I buy the Stanley HandHelpers vinyl disposable gloves, $11.99 per pack of 100 at my local True Value hardware store. I use them when brushing on shellac and poly, and when wiping on gel stains, gel varnish, oil/varnish blends, etc. They also come in handy for odd tasks where you just don't feel like dealing with grease, dyes and other things on your hands.
If I'm going to do wet sanding or use a heavy duty stripper or other strong solvents with lots of direct hand contact, I go for the heavier nitrile gloves.
David
Look, I made a hat -- Where there never was a hat!
Thanks for the glove suggestions. It looks like the nitrile gloves are the way to go.
Michael
While the blue gloves are "disposable'--isn't everything?--i have some i've used for many sessions of staining. Keep different pairs for different tasks.
if you have problems finding stuff, the latex are pretty easy to come by at hardware stores and paint stores. The nitrile tend to be less so. Have noticed that Gemplers http://www.gemplers.com stocks a variety of gloves, and not too pricey. They're ag focused, but farmers use the gloves for the same reasons we do, just they're handling chemicals of a different nature.
Michael - I've gotten some good deals on disposable nitrile gloves on ebay.com - you can get 1,000 for $30.
Paul
F'burg, VA
auto parts stores that cater to the professional mechanics are a good source for latex and nitrile gloves.
Farm and Home stores are another.
Do you have a problem with the disposable's being too tight? Man I appreciate not having gooped up skin but I can't leave them on for more than 15 minutes or my hands cramp up from getting curled. Oh yes they all say large on the package (large in china I'm sure)
Have you checked with a real medical supplies outfit? I know there's some doctors with big hands out there, and they wouldn't put up with that nonsense.

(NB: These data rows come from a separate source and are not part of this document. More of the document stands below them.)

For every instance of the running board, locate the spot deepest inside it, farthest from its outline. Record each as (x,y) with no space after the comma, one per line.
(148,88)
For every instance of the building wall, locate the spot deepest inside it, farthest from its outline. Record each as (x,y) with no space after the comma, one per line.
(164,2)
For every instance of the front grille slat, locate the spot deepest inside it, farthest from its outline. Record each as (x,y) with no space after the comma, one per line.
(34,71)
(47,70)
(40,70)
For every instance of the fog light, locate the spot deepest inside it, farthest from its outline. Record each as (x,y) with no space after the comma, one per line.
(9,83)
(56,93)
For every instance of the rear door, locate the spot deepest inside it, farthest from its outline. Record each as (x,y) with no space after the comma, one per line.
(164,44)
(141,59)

Sounds like a plan. Maybe I can find some for that extra long index finger too!<G>
Or for a real custom fit there ought to be some kind of quick drying plastic dip. Taking them off would only hurt the first time.
Actually, when I'm working in the metal shop I use barrier cream instead of gloves because I don't like gloves around rotating machinery. The cream doesn't protect as well as gloves, but grease and cutting oil aren't as nasty as some of the finishes being discussed, either.
Edited 12/11/2002 9:06:58 AM ET by Uncle Dunc
actually where i buy my gloves (auto parts supply) they come in sizes, s, m l, and xl. Nitrile and latex. the gloves i see at the lumber yards are all Mediums comonly disguised under the broad unisex label of "one size fits all" *cough*cough*BS*
Latex gloves can be used with alcohol (for shellac) and with aniline dyes. It is with the solvent and oil-based products that latex deteriorates. Nitrile gloves are more durable, though not recommended for aniline dyes. I like the vinyl gloves because they are more economical than the nitriles but less binding and more versatile than the latex.